All that being said, your horse doesn't need side reins. Just keep riding him consistently and he'll come along on his own. I think side reins kind of help horses that have experienced rough hands and are having troubles trusting the contact. But he just needs time is all. 


OP your horse is only 3? Oh he's coming along nicely!!


----------



## Oxer (Jul 9, 2010)

^^^ ah! well said, Sky!


----------



## Skyseternalangel (Jul 23, 2011)

Thank you


----------



## gypsygirl (Oct 15, 2009)

i could be wrong but i was under the impression that people were saying not to use side reins while riding...


----------



## Skyseternalangel (Jul 23, 2011)

gypsygirl said:


> i could be wrong but i was under the impression that people were saying not to use side reins while riding...


That's never a good idea.. only on the ground IMOP. Too much stimuli while riding cause there's the action from the side reins giving and taking.. then your hands.. then your seat.. then your legs. It's confusing and not very helpful.

On the ground all he's gotta worry about is moving forward and feeling the give and take from the elastic on the side reins.


----------



## gypsygirl (Oct 15, 2009)

ya i know, i agree. i was just saying that i dont think people are saying side reins are bad, i think they were just saying dont use them while riding in place of draw reins.


----------



## Skyseternalangel (Jul 23, 2011)

Oh the beginning of that post never showed up. I said "Oh you're probably right"

Which again, you probably are right  Just didn't know if the OP knew that or not.


----------



## gypsygirl (Oct 15, 2009)

haha stupid internet !


----------



## Skyseternalangel (Jul 23, 2011)

Seriously.. I think part of it is my computer too. I type and then it jumps to another window for no reason -.-

I once rode Sky in side reins, not my choice.. but my trainer threw them on when we were teaching Sky to canter under saddle and I literally dropped the reins and he was traveling well and stuff.. but don't recommend it. I was being lunged too, but even then I wasn't happy about the decision that was made.

I've never used draw reins but I've seen people at my old barn ride with them and it just doesn't look very comfortable for the horse :/


----------



## gypsygirl (Oct 15, 2009)

i personally detest draw reins, but some people like them and dont hurt their horse with them.

the only time i think its ok to ride with side reins is when you are on the lunge and your reins are dropped.


----------



## Skyseternalangel (Jul 23, 2011)

It felt weird.. let me tell ya.

It just feels so much better when the horse figures it out!

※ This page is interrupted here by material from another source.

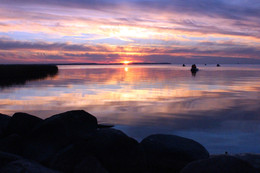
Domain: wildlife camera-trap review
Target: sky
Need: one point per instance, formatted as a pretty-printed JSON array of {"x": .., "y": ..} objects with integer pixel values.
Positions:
[{"x": 113, "y": 31}]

Also sorry OP for the discussion, lol..


----------



## xJumperx (Feb 19, 2012)

Look great  The only thing I have to add is actually not relative to you riding  His saddle looks like it is a tad too forward ... If it has a tendancy to slip forward, which it looks like it has here, this may be causing him to 'throw his head around,' as you mentioned. It is a little annoying to have 100 pounds on your shoulder  I would heavily suggest investing in a non-slip pad. Just a little one to go under your normal saddle pad. We have this one, and I swear by it -
Gel-Eze Non-Slip Gel Wither Pad | Dover Saddlery


----------



## howrsegirl123 (Feb 19, 2012)

His head is way up


----------



## xJumperx (Feb 19, 2012)

I would just like to add that these, while a lot cheaper, DON'T work AT ALL! I am just warning you, so you don't waste 10 bucks. The gel pads I listed earlier are the only non-slip pads I have found to really work. These? Aren't worth spit-
No-Slip Saddle Pad | Dover Saddlery


----------